Johann Christian Bach (September 5, 1735 – January 1, 1782)
Johann Christian Bach was a composer of the Classical era, the eleventh and youngest son of Johann Sebastian Bach. He is sometimes referred to 'the London Bach' or 'the English Bach', due to his time spent living there.
JC Bach was born in Leipzig, Germany. His father, and possibly also Johann Christian's second cousin Johann Elias Bach, trained young Johann Christian in music. It is believed that Book II of Johann Sebastian’s The Well-Tempered Clavier was written and used for Johann Christian's instruction. Johann Christian served as copyist to his father, and, on the death of his father in 1750, Johann Christian became the pupil of his half-brother Carl Philipp Emanuel Bach in Berlin.
In 1754 JC Bach went to Italy where he studied counterpoint under Giovanni Battista Martini, and from 1760 to 1762 held the post of organist at Milan Cathedral, for which he wrote two Masses, a Requiem, a Te Deum, and other works. Around this time he converted from Lutheranism to Catholicism.
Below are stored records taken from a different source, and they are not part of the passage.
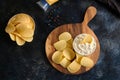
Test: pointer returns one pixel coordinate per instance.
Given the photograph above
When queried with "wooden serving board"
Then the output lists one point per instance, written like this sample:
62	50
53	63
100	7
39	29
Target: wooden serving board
74	30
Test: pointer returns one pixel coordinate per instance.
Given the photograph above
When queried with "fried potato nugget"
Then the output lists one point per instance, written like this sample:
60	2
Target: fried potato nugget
57	57
10	28
69	53
78	57
87	62
65	62
87	39
60	45
50	2
65	36
24	31
74	67
19	41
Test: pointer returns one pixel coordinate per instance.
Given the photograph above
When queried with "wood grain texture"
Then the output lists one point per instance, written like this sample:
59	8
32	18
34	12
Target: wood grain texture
74	30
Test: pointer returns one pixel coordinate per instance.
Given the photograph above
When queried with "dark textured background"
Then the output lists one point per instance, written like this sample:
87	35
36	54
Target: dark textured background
29	62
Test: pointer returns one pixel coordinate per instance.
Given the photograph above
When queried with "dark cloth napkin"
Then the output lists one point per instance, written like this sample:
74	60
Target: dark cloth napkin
114	5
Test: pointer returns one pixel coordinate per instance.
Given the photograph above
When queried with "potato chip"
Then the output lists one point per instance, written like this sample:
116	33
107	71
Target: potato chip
57	57
28	39
65	36
60	45
65	62
74	67
78	57
10	28
69	53
12	36
69	46
50	2
87	39
21	18
87	62
24	31
19	41
70	41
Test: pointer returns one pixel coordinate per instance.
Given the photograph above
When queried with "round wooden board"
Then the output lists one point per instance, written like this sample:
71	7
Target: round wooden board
73	29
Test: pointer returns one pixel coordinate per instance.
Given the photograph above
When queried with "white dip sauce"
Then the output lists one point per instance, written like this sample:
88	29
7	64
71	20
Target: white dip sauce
86	48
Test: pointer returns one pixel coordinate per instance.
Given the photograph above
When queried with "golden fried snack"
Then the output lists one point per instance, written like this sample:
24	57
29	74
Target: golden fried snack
87	39
74	67
21	28
65	62
57	57
87	62
19	41
12	36
69	53
78	57
65	36
60	45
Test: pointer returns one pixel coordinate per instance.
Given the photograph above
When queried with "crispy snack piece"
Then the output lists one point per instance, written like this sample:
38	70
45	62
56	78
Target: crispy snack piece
21	28
10	28
87	39
74	67
65	36
60	45
87	62
69	53
65	62
57	57
78	57
19	41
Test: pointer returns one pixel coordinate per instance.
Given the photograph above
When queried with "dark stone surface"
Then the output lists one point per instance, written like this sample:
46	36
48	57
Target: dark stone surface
29	62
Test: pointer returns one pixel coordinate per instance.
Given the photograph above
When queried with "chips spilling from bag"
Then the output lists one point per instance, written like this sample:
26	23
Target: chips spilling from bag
21	28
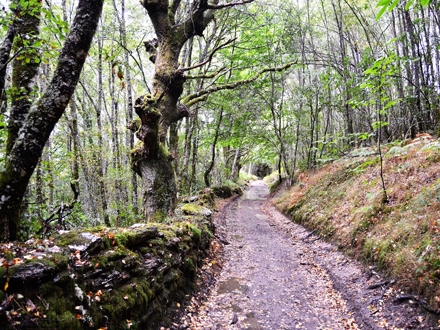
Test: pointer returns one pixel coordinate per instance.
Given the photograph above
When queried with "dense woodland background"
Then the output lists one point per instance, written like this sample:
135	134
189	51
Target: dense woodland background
356	81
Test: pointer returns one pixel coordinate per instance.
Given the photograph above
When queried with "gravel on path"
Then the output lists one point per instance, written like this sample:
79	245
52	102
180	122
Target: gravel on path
274	274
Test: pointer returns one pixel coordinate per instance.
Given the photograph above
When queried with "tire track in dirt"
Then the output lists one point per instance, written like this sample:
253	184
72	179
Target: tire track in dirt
277	276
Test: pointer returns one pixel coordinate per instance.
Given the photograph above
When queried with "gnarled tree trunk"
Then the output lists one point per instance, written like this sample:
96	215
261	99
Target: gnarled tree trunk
158	111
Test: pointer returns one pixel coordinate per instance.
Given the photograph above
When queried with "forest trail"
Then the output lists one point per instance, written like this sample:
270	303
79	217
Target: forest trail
276	275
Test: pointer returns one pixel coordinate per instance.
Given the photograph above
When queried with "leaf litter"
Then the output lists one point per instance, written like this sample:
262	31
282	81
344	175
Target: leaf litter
270	273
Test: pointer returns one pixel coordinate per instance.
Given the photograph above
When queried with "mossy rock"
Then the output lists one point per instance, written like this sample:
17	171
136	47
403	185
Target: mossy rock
104	278
222	191
195	209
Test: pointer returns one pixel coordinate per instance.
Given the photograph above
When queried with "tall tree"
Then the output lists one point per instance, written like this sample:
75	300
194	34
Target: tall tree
174	23
25	149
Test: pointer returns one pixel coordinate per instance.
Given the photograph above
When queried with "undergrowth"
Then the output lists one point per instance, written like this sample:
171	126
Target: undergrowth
343	202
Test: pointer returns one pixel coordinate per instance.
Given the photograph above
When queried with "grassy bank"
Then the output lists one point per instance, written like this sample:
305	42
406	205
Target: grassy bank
343	202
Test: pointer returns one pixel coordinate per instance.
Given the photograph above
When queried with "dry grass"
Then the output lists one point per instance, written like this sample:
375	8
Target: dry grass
343	201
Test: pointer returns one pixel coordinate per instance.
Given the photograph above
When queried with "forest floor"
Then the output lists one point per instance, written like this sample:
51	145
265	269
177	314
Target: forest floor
274	274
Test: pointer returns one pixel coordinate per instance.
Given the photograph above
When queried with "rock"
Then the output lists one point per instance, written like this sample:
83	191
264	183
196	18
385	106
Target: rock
101	279
194	209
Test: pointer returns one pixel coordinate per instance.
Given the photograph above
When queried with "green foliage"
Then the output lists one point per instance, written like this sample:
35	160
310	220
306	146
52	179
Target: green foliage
389	5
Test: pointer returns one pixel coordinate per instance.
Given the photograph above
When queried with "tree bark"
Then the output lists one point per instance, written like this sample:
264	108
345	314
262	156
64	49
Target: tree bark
159	110
35	130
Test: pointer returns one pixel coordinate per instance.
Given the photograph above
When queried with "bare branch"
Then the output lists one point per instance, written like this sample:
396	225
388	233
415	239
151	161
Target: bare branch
201	95
232	4
210	55
207	76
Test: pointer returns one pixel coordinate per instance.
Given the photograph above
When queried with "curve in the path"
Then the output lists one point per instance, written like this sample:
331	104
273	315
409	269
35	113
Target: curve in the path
264	284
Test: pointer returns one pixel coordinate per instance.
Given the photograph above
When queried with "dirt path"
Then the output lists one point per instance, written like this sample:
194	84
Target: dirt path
276	275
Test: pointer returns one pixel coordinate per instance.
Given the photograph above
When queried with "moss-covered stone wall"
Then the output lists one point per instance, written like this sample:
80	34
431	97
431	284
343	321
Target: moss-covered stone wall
101	278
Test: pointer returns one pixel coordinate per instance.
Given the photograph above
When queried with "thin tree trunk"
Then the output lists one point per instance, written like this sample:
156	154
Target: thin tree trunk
99	161
34	132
He was the only one of Johann Sebastian's sons to write opera in Italian, starting with arias inserted into the operas of others, then pasticcios. The Teatro Regio in Turin commissioned him to write Artaserse, an opera seria that was premiered in 1760. This led to more opera commissions and offers from Venice and London to compose operas for them. He accepted the London opportunity and travelled there in 1762, and it was to be London where he would spend the rest of his life, much like George Frideric Handel, another composer who decided to make his permanent residence in London 50 years prior. Thus, JC is often referred to as the "London Bach". The Milan Cathedral kept his position open, hoping he would return.
For twenty years he was the most popular musician in England: dramatic works, produced at the King’s theatre, were received with great cordiality.
The first of these, Orione, was one of the first few musical works to use clarinets. His final opera seria, La Clemenza di Scipione (1778), remained popular with London audiences for many years and shows interesting parallels with Mozart's last opera in this genre, La Clemenza di Tito (1791), suggesting the younger composer may have been influenced by the elder's score.
Johann Christian was appointed music master to the Queen, and his duties included giving music lessons to her and her children, and accompaniment on piano, with the King playing flute. JC's concerts, given in partnership with Abel at the Hanover Square rooms, soon became the most fashionable of public entertainments. The most famous musicians in that period participated in those concerts, such as the italian cellist Giovanni Battista Cirri, and many of Haydn's works received their English premiere in the same building.
During his first years in London, Bach made friends with the eight-year old Mozart, who was there as part of the endless tours arranged by his father Leopold for the purpose of displaying the child prodigy. Many scholars judge that J. C. Bach was one of the most important influences on Mozart, who learned from him how to produce a brilliant and attractive surface texture in his music. This influence can be seen directly in the opening of Mozart’s piano sonata in B‐flat (KV 315c, the Linz sonata from 1783 – 1784) which very closely resembles that of two sonatas of Bach’s which Mozart would have known; and indirectly in Bach’s attempt in an early sonata (the C minor piano sonata, Op. 5 no. 6) to more effectively combine the galant style of his day with fugal music.
Johann Christian Bach died in poverty in London on the first day of 1782 and was buried in an unmarked pauper's grave at St Pancras Old Church, with his surname being misspelt in the burial register as Back.
Mozart said in a letter to his father that it was "a loss to the musical world." When Mozart had first met J. C. Bach as a young boy, the two were described as "inseparable" by Mozart's father. They would sit at the organ, Mozart on Johann Christian's lap, both playing music for hour upon hour. It is often said by scholars that the music of Mozart was greatly influenced by Johann Christian. This is precisely why, in later years, Mozart would embrace the elder (Johann Sebastian) Bach's music as well. Johann Christian likely influenced the young Mozart in the forms of symphony and piano concerto. The spirit and sound of the young Mozart and J. C's music is remarkably similar. At the time of Bach's death, Mozart was composing his Piano Concerto No. 12 in A Major, K. 414; the Andante second movement of this concerto has a theme close to one found in Bach's La calamità del cuori overture. It has been suggested that Mozart's slow movement was intended as a tribute to JC Bach, his music, and his importance to Mozart's own work.